Take Another Look at This Incredibly Detailed Soviet Map of Washington, D.C.

The USSR’s mapmakers plotted America’s capital down to the last pumping station

Take Another Look at This Incredibly Detailed Soviet Map of Washington, D.C. Take Another Look at This Incredibly Detailed Soviet Map of Washington, D.C.
This story originally appeared on Aug. 21, 2016. This detailed map of Washington, D.C. was compiled by a secret Soviet map-making program during the... Take Another Look at This Incredibly Detailed Soviet Map of Washington, D.C.

This story originally appeared on Aug. 21, 2016.

This detailed map of Washington, D.C. was compiled by a secret Soviet map-making program during the Cold War. Wired published an amazing 6,000-word article on the topic, which you should read in full here.

“The maps were part of one of the most ambitious cartographic enterprises ever undertaken,” Wired’s Greg Miller wrote. “During the Cold War, the Soviet military mapped the entire world, parts of it down to the level of individual buildings.”

“The Soviet maps of U.S. and European cities have details that aren’t on domestic maps made around the same time, things like the precise width of roads, the load-bearing capacity of bridges, and the types of factories. They’re the kinds of things that would come in handy if you’re planning a tank invasion. Or an occupation.”

The D.C. map was obtained by John Davies, who first discovered the Soviet maps of Latvia in the early 2000s and who runs a comprehensive website on the topic. You can view a zoomable, high-resolution version of the full D.C. map here.

Art via John Davies

In addition to practical details, the maps include scores of bizarre features that possess little military value. The foot trails at Arlington National Cemetery. Small pools of water in the forest along the C&O canal. Even the meticulously transcribed names of suburban streets.

More than an occupation guide, the map was an effort to record everything that the Soviets knew about D.C. — what Wired described as a “Wikipedia, built on paper.”

According to Tony Morse, a remote-sensing and geographic information systems expert, the Soviet’s “cartographic paranoia compelled them to fill in as much as possible to make sure the U.S. wasn’t hiding anything … They had the time and the personnel. They did it because they could.”

Art via John Davies

The map does include numerous points of military interest that are absent from even present-day U.S. maps. For example, they accurately place every reservoir and pumping station in the city, despite the fact that they are largely unmarked to this day on maps, on Google Earth and on the ground. The images below show the Fort Reno reservoir.

They also depict military installations around the city with a high level of detail. Scroll over to the Naval Surface Warfare Center in Bethesda and you will find that the mapmakers dutifully included small features such as fountains. At Bolling Air Force Base, the maps show numerous runways that are also absent from U.S. maps.
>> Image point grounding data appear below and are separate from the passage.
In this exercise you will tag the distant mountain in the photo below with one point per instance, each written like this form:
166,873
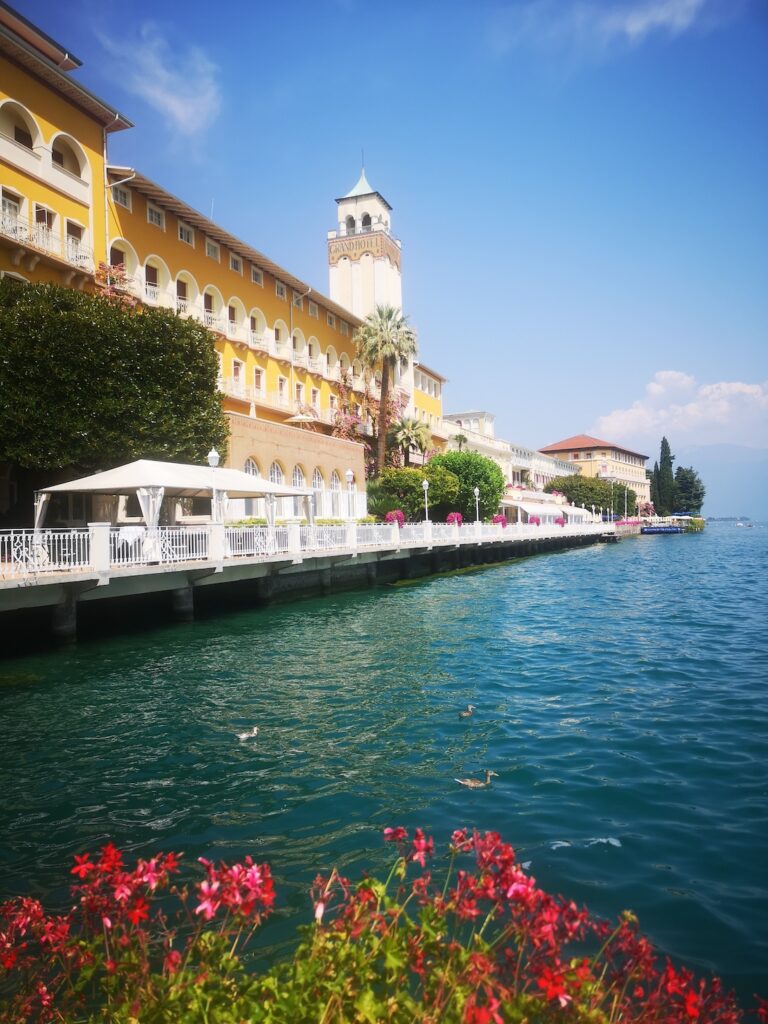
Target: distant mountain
735,477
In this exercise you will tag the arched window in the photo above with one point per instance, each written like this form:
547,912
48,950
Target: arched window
65,155
335,495
17,123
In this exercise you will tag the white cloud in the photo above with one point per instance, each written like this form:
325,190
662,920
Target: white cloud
675,404
594,27
178,82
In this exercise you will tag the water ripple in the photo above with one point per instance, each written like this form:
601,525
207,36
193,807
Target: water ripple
621,695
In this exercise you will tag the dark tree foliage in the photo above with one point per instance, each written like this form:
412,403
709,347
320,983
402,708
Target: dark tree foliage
90,384
473,470
402,488
689,491
589,491
653,477
666,484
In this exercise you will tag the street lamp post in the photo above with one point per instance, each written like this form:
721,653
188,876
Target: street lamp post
350,480
213,461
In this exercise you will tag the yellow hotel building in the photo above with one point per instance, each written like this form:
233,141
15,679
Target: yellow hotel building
288,366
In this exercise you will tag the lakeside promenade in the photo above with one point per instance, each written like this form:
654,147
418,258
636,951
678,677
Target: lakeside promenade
59,569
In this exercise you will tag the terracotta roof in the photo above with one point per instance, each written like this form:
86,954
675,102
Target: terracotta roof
192,216
23,43
580,441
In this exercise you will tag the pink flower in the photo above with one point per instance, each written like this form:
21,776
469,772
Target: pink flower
210,902
396,835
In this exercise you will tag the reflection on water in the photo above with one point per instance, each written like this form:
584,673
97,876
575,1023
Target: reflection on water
620,694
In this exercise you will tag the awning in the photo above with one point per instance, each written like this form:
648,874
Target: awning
177,480
534,508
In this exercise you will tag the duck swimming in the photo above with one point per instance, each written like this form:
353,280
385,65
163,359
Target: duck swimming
477,783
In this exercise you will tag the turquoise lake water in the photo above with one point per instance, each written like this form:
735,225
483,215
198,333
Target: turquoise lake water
621,695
There are also some interesting omissions and errors present in the maps alongside the absurd details. The footprints of buildings are a mishmash of fact and fiction. Public buildings in the suburbs — such as elementary schools — are correctly placed, while the houses on adjacent streets are all fictitious estimates.

Art via John Davies

Another interesting example of this is the Rayburn House Office Building on Capitol Hill. The real building already has a weird-enough shape, but the Soviet version shows an even more distorted layout. Tony Morse suggested that this could be the result of “distortions in the transfer of the building from an aerial photograph or satellite image to the map. Do that kind of work for eight or 10 hours a day, and you get punchy.”
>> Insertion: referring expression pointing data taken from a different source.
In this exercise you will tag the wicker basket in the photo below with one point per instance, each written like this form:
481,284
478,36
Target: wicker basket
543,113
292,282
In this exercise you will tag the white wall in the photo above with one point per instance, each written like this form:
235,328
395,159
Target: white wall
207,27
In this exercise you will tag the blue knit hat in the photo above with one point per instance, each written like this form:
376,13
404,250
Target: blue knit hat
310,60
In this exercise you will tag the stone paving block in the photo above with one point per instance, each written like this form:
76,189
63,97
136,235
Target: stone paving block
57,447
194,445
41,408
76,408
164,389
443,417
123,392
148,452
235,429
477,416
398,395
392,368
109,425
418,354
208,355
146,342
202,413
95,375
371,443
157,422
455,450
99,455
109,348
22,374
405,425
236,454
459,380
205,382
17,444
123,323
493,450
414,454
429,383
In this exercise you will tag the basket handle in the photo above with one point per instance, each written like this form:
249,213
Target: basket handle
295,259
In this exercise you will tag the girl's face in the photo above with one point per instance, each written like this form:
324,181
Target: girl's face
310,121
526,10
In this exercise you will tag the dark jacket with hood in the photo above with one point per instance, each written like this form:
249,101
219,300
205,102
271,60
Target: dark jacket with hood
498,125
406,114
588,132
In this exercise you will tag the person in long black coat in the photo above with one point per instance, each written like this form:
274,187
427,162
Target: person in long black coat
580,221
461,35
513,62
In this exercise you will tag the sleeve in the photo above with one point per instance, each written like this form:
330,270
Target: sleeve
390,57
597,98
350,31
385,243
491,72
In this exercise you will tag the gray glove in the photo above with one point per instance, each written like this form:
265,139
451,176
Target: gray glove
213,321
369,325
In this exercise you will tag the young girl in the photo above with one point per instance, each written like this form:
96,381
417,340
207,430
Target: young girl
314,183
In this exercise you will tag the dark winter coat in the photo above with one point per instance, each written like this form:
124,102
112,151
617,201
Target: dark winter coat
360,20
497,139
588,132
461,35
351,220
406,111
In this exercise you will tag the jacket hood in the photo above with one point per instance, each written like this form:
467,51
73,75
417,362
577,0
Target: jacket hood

Street names on the map betray either a translation error, or a misunderstanding about English language street-naming conventions. The Russian word for “street” is “ulitsa” — “улица” in Cyrillic. The mapmakers took the street names appearing on U.S. maps and inserted “ulitsa” in front of them, without removing the English word for street from the name. An example of this is the redundant “Ulitsa Constitution Avenue.”

The labels on the map show a distinctly Soviet view of Washington. In translating the U.S. governmental names and terms they frequently substituted the analogous Russian word instead of using a direct translation. Thus the House of Representatives becomes the “Palace of Representatives,” mimicking the Palace of Soviets. The State Department has been transformed into the “Ministry of Foreign Affairs.”

A preference for the word “aerodrome” over “airport” produced Anacostia Aerodrome in place of Bolling Air Force Base and Aerodrome Washington Virginia instead of Washington National Airport.

A “points of interest” table on the map includes several mundane selections that the Soviets deemed noteworthy. Reflecting an obsession with industry, they call out an asphalt plant, Petroleum Products, Inc., Northeast Distributors, Inc. and Adams Fabricated Steel Corp.

The maps may seem less impressive in the age of GPS and Google Maps, but they are incredibly detailed and comprehensive for the 1970s.